Ranovus is a founding member, along with Mellanox, of the 100 Gigabit OpenOptics multi-source agreement. Oracle, Vertilas and Ghiasi Quantum have since joined the MSA. The 4x25 Gig OpenOptics MSA has a reach of 2km-plus and will be implemented using a QSFP28 optical module. OpenOptics differs from the other mid-reach interfaces - the CWDM4, PSM4 and the CLR4 - in that it uses lasers at 1550nm and is dense wavelength-division multiplexed (DWDM) based.

 

It is never good that an industry is fragmented

 

That there are as many as four competing mid-reach optical module developments, is that not a concern? "It is never good that an industry is fragmented," says Aramideh. He also dismisses a concern that the other MSAs have established large optical module manufacturers as members whereas OpenOptics does not.

"We ran a module company [in the past - CoreOptics]; we have delivered module solutions to various OEMs that are running is some of the largest networks deployed today," says Aramideh. "Mellanox [the other MSA co-founder] is also a very capable solution provider."   

Ranovus plans to use contract manufacturers in Asia Pacific to make its products, the same contract manufacturers the leading optical module makers use.

 

Table 1: The OpenOptics MSA

 

End markets

"I don't think as a business, anyone can ignore the big players upgrading data centres," says Aramideh. "The likes of Google, Facebook, Amazon, Apple and others that are switching from a three-tier architecture to a leaf and spine need longer-reach connectivity and much higher capacity." The capacity requirements are much beyond 10 Gig and 40 Gig, and even 100 Gig, he says.

Ranovus segments the adopters of interconnect into two: the mass market and the technology adopters. "Mass adoption today is all MSA-based," says Aramideh. "The -LR4 and -SR10, and the same thing is happening at 100 Gig with the QSFP28." The challenge for the optical module companies is who has the lowest cost.

Then there are the industry leaders such as the large internet content providers that want innovative products that address their needs now. "They are less concerned about multi-source standard-based solutions if you can show them you can deliver a product they need at the right cost," says Aramideh.

Ranovus will offer an optical engine as well as the QSFP28 optical module. "The notion of the integration of an optical engine with switch ICs and other piece parts in the data centre are more of an urgent need," he says.

Using WDM technology, the company has a scalable roadmap that includes 8x25 Gig and 16x25 Gig (400 Gig) designs.

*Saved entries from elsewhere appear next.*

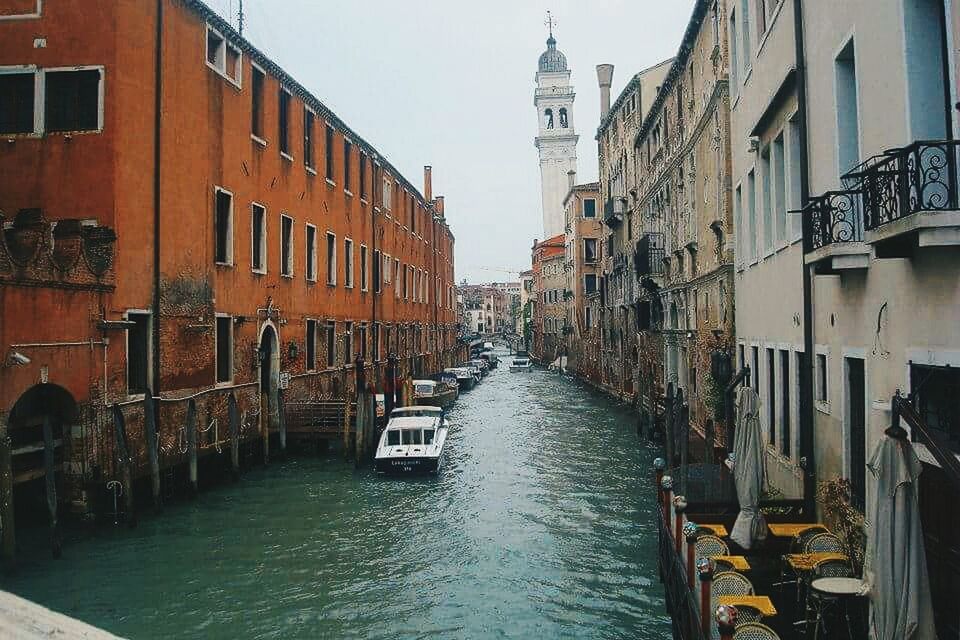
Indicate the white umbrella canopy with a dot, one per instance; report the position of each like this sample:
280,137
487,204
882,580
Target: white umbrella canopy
748,470
896,565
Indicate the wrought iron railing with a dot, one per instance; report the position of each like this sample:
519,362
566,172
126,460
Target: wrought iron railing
830,218
901,182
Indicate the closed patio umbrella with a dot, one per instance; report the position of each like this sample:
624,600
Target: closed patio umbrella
748,470
896,565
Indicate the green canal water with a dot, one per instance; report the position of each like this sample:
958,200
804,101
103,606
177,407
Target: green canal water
540,525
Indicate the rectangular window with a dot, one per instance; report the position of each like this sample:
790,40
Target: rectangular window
72,100
590,283
348,262
286,246
308,118
311,253
17,91
256,97
363,175
138,353
364,285
331,259
765,203
823,393
347,149
284,122
259,238
771,399
310,356
224,349
779,189
223,223
785,409
331,344
329,151
589,208
590,250
848,119
348,343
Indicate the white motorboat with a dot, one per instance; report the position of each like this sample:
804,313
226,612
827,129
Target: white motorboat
412,441
521,364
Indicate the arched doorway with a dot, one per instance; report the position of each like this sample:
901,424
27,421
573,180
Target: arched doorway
37,426
269,382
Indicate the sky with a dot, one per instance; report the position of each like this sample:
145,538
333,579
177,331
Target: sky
449,83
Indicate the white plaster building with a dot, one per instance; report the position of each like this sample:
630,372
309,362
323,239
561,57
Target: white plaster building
557,139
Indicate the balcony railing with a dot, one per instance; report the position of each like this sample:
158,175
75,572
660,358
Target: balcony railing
831,218
613,211
902,182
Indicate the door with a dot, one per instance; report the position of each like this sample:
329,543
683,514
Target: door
857,429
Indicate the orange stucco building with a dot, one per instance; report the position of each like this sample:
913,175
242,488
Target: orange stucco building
180,216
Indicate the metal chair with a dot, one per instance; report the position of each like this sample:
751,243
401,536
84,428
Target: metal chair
731,583
708,546
754,631
824,543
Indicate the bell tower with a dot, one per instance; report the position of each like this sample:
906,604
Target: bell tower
556,137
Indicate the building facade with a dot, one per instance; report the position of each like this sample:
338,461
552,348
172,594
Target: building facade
193,257
582,268
556,140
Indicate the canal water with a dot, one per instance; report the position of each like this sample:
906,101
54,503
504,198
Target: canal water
540,525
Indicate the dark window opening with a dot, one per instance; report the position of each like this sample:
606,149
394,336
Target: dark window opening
224,349
72,100
16,102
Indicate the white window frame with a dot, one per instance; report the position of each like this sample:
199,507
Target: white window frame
311,248
216,354
220,66
348,263
229,262
286,271
38,12
331,259
263,239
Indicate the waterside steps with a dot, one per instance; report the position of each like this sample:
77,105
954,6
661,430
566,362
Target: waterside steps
24,620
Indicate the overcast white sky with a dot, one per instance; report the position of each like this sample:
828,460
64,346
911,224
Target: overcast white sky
450,83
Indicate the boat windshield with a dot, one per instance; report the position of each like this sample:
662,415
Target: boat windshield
412,436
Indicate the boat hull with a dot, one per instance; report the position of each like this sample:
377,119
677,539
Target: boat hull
408,465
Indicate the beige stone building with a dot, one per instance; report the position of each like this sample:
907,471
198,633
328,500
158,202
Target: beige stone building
582,270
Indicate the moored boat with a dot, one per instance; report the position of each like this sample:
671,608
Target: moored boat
412,442
432,393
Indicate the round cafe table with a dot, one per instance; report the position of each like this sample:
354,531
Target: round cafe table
832,595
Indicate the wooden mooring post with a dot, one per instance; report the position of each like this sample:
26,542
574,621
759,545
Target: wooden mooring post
8,542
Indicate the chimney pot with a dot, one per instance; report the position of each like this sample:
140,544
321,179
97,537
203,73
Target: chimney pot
605,80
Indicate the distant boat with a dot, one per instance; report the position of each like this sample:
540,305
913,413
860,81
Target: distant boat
436,394
521,364
413,441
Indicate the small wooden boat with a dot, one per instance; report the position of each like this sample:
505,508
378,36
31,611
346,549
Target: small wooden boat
435,394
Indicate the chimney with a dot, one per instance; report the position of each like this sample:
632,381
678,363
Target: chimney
605,79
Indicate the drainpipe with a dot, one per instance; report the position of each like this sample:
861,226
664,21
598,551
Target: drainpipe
806,384
158,101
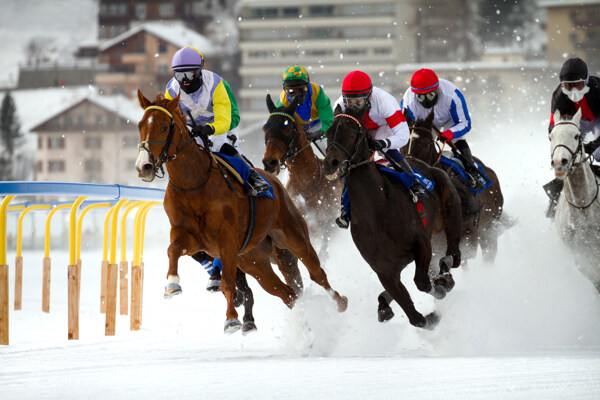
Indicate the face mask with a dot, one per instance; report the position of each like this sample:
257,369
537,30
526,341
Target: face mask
574,94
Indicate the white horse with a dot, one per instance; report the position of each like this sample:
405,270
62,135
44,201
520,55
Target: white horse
578,210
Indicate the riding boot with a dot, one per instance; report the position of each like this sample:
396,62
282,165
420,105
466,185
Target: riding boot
470,167
256,183
553,189
417,190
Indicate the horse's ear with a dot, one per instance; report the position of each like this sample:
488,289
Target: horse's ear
338,110
430,116
577,118
174,103
556,117
407,116
144,102
270,104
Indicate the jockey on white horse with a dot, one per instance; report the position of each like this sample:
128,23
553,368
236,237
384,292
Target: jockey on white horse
577,91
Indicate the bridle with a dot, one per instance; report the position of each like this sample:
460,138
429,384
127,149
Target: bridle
349,163
164,157
291,141
579,151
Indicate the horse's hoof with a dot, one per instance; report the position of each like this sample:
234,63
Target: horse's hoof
239,299
232,325
172,289
342,304
248,327
445,280
437,291
384,313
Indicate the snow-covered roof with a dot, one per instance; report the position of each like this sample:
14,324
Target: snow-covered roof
37,106
173,32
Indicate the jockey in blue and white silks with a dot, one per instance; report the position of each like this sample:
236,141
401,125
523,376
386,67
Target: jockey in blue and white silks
451,116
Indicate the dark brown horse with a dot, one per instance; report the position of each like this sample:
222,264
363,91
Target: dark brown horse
287,145
387,227
480,213
210,213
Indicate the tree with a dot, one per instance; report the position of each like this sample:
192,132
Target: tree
10,136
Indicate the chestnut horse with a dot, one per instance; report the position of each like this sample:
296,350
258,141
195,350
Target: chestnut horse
315,196
387,227
208,212
480,213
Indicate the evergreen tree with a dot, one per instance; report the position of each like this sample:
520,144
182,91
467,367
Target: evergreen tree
10,136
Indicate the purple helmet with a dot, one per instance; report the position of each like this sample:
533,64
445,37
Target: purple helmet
187,58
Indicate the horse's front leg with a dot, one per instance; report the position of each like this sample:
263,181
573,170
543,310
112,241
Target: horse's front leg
177,248
229,263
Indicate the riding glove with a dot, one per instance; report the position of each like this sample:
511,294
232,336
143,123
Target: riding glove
591,146
203,130
377,145
446,136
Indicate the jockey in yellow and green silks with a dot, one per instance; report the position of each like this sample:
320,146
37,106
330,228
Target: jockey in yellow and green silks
314,107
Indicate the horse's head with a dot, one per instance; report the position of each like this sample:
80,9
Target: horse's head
566,145
422,143
346,143
282,132
157,132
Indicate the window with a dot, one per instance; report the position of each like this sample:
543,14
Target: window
56,143
166,10
56,166
92,142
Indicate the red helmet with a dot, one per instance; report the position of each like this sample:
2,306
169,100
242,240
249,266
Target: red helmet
424,81
356,84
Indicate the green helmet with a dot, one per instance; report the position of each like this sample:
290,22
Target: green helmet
294,76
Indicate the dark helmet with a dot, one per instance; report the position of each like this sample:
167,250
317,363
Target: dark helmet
187,65
357,85
574,69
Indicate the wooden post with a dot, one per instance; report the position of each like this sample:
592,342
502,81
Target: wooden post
46,285
111,300
123,288
18,282
74,284
135,320
103,273
4,304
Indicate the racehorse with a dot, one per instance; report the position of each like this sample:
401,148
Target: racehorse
578,210
208,212
481,213
315,196
389,230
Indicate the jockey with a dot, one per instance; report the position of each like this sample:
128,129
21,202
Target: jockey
451,116
314,108
210,100
387,128
577,90
212,105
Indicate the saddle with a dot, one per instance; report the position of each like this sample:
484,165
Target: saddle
447,158
240,171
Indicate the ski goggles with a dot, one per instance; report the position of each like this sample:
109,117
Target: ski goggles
187,75
570,85
421,97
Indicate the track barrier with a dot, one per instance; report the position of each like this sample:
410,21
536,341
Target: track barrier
113,197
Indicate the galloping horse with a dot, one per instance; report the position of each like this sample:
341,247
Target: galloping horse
315,196
389,230
480,213
578,209
208,212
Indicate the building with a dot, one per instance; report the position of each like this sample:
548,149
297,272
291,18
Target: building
573,30
328,37
140,58
89,138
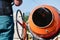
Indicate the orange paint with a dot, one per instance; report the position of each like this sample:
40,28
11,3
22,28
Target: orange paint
51,29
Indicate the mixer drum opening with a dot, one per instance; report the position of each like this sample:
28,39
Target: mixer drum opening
42,17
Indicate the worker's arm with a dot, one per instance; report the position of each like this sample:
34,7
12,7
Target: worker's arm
17,2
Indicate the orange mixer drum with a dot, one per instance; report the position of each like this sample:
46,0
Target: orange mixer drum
44,21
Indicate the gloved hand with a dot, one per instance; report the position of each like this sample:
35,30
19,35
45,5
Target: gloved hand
17,2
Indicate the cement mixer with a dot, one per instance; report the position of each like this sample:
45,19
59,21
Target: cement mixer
44,22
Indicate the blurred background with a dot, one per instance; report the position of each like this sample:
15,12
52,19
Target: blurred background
28,5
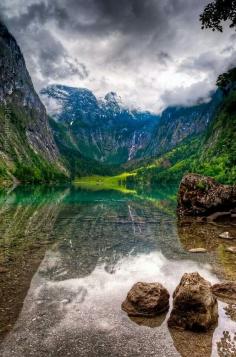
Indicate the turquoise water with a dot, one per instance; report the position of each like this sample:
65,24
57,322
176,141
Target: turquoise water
72,255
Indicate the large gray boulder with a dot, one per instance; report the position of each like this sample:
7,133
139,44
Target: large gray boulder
146,299
194,306
202,195
226,290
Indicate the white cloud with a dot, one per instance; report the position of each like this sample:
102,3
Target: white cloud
151,53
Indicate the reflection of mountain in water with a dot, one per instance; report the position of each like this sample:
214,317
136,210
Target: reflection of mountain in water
104,231
27,218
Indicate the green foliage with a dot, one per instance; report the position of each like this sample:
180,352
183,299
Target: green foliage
227,80
212,154
19,159
217,12
77,164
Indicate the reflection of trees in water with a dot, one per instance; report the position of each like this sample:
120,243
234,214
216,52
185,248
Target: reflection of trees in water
227,345
192,344
26,221
197,234
105,232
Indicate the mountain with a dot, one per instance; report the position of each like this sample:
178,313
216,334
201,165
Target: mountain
217,154
179,123
102,130
211,152
87,135
27,147
105,131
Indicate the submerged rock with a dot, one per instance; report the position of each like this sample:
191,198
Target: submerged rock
197,250
225,290
225,235
194,305
201,195
231,250
146,299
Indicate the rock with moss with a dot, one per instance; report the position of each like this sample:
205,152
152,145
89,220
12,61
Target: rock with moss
201,196
146,299
195,307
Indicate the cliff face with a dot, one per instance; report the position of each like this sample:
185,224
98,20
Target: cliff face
102,130
105,131
178,123
25,135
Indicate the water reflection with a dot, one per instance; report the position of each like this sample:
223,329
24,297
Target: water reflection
98,244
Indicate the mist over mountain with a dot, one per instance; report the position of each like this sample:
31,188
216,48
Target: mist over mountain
106,131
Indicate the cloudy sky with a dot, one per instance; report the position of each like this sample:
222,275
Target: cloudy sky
153,53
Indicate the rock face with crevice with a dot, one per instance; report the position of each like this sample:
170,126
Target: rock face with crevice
201,195
226,290
146,299
195,308
25,135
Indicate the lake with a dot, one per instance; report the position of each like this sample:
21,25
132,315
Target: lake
69,255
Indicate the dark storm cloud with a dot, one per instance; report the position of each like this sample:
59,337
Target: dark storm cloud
147,50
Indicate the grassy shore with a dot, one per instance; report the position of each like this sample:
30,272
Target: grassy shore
96,183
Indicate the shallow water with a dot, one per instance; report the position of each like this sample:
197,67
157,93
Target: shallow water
72,255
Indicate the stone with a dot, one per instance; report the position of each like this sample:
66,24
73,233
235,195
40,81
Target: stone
201,196
195,307
146,299
231,250
3,270
225,235
225,290
197,250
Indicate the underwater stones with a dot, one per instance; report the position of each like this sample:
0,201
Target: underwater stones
195,307
231,250
201,195
197,250
146,299
225,235
226,290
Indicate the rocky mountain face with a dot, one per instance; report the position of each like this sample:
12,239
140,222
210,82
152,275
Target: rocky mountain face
178,123
102,130
25,135
106,131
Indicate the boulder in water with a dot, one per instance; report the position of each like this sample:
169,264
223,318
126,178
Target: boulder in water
226,290
194,305
201,195
146,299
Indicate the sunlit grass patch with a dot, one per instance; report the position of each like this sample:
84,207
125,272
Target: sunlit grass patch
96,183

Also, by adding higher-order modulation, the technology will scale to 1.6 Terabit (16x100 Gig), says Aramideh.        

 

I don't see a roadmap for coherent to become cost-effective to address the smaller distances

 

Ranovus is also working on interfaces to link data centres.

"These are distances much shorter than metro/ regional networks," says Aramideh, with the bulk of the requirements being for links of 15 to 40km. For such relatively short distances, coherent detection technology has a high-power consumption and is expensive. "I don't see a roadmap for coherent to become cost-effective to address the smaller distances," says Aramideh.

Instead, the company believes that a direct-detection interconnect that supports 15 to 40km and which has a spectral efficiency that can scale to 9.6 Terabit is the right way to go. If that can be achieved, then switching from coherent to direct detection becomes a no-brainer, he says. "For inter-data-centres, we are really offering an alternative to coherent."

The start-up says its technology will be in product deployment with lead customers in the first half of 2015.